Brottsjö, Johan, Andersson, Marie January 2016 (has links)
Aesthetic labour means that a person with a certain physical aptitude is required. Previous researcher in this field has essentially been focusing on the business benefits from front-line employees as reinforcement to their image. Furthermore, researches have discussed how the employees experience the aesthetic requirements and have found negative effects. Motivation research have, on the other hand, shown that if a person can identify with the requirements it can create wellbeing, through the creation of role identification. Consequently, the research shows different effects of aesthetic requirements, which are this study’s starting point and the aesthetic labour will be illumine with motivations research. The purpose of this study is to illuminate aesthetic labour from a role identification perspective, to understand how the front-line employee is affected by the aesthetic requirements.
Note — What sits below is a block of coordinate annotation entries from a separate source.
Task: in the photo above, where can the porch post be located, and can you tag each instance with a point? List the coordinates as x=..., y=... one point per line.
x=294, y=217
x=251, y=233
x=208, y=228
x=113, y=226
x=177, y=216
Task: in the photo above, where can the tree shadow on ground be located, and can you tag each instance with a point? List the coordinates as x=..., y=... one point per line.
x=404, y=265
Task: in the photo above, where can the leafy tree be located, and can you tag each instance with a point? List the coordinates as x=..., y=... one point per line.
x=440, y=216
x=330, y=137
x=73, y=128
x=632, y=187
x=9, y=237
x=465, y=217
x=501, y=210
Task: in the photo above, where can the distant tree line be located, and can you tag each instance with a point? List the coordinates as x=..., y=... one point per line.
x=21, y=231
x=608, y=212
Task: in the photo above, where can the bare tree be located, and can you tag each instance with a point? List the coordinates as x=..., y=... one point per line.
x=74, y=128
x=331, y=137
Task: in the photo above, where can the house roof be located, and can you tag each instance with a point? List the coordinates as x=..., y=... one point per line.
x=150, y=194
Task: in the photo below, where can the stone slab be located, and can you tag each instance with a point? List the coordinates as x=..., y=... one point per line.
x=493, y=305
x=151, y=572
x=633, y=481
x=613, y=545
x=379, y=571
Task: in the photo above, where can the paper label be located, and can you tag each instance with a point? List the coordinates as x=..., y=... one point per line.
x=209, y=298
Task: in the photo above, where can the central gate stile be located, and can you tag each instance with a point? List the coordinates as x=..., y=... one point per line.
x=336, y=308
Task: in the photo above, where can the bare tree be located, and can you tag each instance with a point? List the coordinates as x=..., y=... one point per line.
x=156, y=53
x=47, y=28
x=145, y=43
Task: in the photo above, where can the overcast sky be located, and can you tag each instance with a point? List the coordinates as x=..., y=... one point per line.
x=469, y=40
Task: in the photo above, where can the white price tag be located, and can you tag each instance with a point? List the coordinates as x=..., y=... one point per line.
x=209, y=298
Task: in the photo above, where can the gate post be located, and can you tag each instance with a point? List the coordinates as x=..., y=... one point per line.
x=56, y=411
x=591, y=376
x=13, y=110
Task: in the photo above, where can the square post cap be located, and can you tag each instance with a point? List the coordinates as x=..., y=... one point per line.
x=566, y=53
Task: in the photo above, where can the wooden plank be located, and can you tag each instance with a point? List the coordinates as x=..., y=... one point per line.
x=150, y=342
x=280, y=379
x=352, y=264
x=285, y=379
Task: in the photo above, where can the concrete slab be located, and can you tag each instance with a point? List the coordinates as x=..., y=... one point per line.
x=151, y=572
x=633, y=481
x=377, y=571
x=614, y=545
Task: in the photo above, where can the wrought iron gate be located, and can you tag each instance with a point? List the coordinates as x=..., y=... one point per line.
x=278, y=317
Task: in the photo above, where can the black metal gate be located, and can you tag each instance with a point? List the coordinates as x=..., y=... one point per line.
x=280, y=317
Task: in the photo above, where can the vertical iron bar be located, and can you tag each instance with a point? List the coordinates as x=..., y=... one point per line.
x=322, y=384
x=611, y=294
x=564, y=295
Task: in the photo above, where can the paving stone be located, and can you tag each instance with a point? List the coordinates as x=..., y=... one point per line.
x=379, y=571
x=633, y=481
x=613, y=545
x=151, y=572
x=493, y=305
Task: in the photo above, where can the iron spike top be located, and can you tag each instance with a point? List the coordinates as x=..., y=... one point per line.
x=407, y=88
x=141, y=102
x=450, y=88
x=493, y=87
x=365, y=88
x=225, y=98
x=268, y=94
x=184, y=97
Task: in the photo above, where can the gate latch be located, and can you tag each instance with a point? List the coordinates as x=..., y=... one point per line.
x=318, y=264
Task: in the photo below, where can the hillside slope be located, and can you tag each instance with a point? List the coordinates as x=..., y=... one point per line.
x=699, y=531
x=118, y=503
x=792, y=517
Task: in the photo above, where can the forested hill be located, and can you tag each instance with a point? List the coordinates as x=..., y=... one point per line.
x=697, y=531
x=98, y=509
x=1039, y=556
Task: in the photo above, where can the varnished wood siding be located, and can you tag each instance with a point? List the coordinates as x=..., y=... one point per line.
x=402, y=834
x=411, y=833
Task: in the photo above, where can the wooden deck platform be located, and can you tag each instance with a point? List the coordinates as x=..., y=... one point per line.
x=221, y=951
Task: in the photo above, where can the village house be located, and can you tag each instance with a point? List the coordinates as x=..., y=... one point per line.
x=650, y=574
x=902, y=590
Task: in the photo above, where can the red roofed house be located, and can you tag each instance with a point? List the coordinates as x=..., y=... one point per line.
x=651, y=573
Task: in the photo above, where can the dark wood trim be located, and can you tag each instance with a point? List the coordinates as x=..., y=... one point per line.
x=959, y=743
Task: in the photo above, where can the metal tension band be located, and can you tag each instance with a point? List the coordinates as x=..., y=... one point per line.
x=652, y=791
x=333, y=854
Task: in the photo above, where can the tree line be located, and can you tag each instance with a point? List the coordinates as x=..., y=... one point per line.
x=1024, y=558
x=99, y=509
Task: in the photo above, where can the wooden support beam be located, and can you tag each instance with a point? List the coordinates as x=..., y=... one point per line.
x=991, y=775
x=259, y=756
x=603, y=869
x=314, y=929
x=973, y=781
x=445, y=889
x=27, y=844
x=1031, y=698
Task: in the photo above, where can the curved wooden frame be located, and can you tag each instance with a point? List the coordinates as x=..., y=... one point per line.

In the theoretical framework the aesthetic labour will be explained and its negative effects, although also illumined by the research of motivation’s benefits. The method applied has a qualitative approach and the data has been collected by semi-structured interviews with seven employees in retail and the banking sector. The interviews have been transcribed and coded to enable interpretations of the data with the theoretical framework by categorizing and creating themes of the found phenomena. The result yielded four different levels on how the employees identified themselves in their role at work, which creates different reactions to behaviour (active identification, acknowledgment, acceptance and conflicting conciliation). In the discussion these levels where further developed in relation to and with the theoretical framework, concerning how result partially confirms previous research. Furthermore, the study’s findings in the field of aesthetic labour are discussed, which are that employees’ experience of aesthetic requirements is more complex and that additional levels of motivation in the role at work exists. The conclusion summarizes the main points of the study and outlines the study’s contribution of aesthetic labour, which is the understanding that additional levels of motivation in a role at work exists and that employees can be motivated without identification.